Once a claim and response have been submitted, the case will first be reviewed by an Employment Judge who will consider, among other things, whether either party’s case (or part of it) has any reasonable prospect of success.  The Judge may dismiss a claim or a response at this stage, in which case, written reasons for the decision will be provided and parties may apply for a hearing to consider whether the claim/response should be allowed to proceed.
Where a deadline applies, the action in question must be taken before 5pm on that day (weekends and bank holidays do not count), whereas parties currently have up until midnight.
There will be increased flexibility in the case management of matters.  In particular, specified time limits may be shortened or extended regardless of whether the original time limit has expired.  This means that a party who has missed (or is about to miss) a deadline can write to the Tribunal and request an extension.  
Claimants will be encouraged to specify the compensation they are claiming when completing the claim form, together with the calculation of that compensation (there is a space for this on the new draft claim form, but completing that section is optional). This ought to help employers to understand, at an early stage, the value of the claim against them.
The two types of existing preliminary hearings (“Case Management Discussions” and “Pre-Hearing Reviews”) will be combined into one form of “Preliminary Hearing”, which will consider any case management issues (currently dealt with in a CMD) alongside matters relating to the detail of the claim itself (currently considered in PHRs).  

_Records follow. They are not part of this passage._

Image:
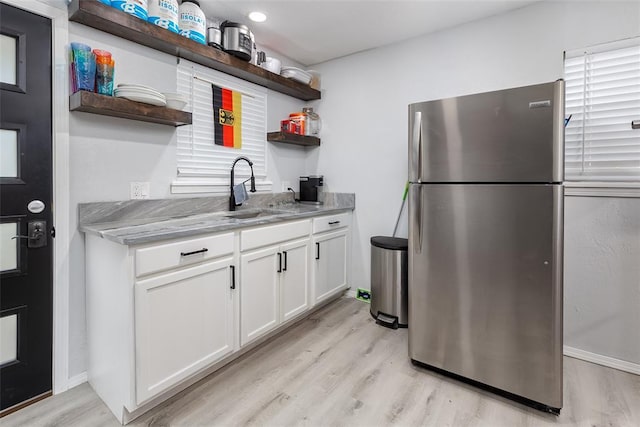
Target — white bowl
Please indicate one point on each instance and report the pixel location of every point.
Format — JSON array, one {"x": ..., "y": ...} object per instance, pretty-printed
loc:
[
  {"x": 177, "y": 101},
  {"x": 176, "y": 104}
]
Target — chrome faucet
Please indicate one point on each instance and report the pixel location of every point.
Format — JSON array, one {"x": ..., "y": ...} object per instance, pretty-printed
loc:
[{"x": 232, "y": 196}]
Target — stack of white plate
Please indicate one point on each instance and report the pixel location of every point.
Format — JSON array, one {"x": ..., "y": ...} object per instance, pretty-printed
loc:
[
  {"x": 177, "y": 101},
  {"x": 140, "y": 93},
  {"x": 296, "y": 74}
]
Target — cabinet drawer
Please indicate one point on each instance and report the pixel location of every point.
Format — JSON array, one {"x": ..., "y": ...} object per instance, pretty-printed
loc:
[
  {"x": 331, "y": 222},
  {"x": 263, "y": 236},
  {"x": 183, "y": 252}
]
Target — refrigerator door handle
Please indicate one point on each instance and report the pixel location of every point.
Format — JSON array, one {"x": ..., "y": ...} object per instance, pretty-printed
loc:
[
  {"x": 558, "y": 130},
  {"x": 416, "y": 218},
  {"x": 415, "y": 155}
]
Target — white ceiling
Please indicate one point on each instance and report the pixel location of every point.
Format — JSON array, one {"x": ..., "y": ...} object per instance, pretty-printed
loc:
[{"x": 314, "y": 31}]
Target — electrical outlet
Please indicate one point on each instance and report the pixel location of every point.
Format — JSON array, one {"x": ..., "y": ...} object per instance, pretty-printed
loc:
[{"x": 140, "y": 190}]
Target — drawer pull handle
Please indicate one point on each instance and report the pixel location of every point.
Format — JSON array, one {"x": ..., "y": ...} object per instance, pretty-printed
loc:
[
  {"x": 285, "y": 261},
  {"x": 201, "y": 251}
]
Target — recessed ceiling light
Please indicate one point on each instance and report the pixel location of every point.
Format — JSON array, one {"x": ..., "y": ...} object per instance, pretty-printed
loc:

Judges are explicitly mandated to encourage and facilitate the use of alternative forms of dispute resolution (e.g. judicial or mediation).  This goes hand in hand with the new system of issuing claims which will require claimants to first submit certain details of their claim to ACAS and for ACAS to attempt to conciliate before proceedings commence (provided both parties agree to this).  
Pros and cons for employers:
Although the filtering of cases by Judges at an early stage may have the intended effect of weeding out unmerited claims, it is also likely to result in cases becoming more “front-loaded” in terms of costs.  That is, the initial pleadings will be critical documents and parties will need to spend more time and incur more legal costs at the beginning of the matter to ensure that their claim or response is drafted as fully and as well as possible to avoid being struck out at this stage.  The fact that a case may be struck out without the Judge having had an opportunity to consider all of the evidence and make findings of fact has also lead to concerns that this may lead to injustice.
The flexible approach to time limits clearly raises a concern with regard to consistency in that some Tribunals may take a more lenient approach to such matters than others.  It is hoped that such concerns will be addressed by the issue of Guidance from the President of the Employment Tribunal.
Encouragement of claimants to specify the amount of compensation they are claiming (together with justification and calculation) at the point they submit a claim may encourage settlement at an earlier stage.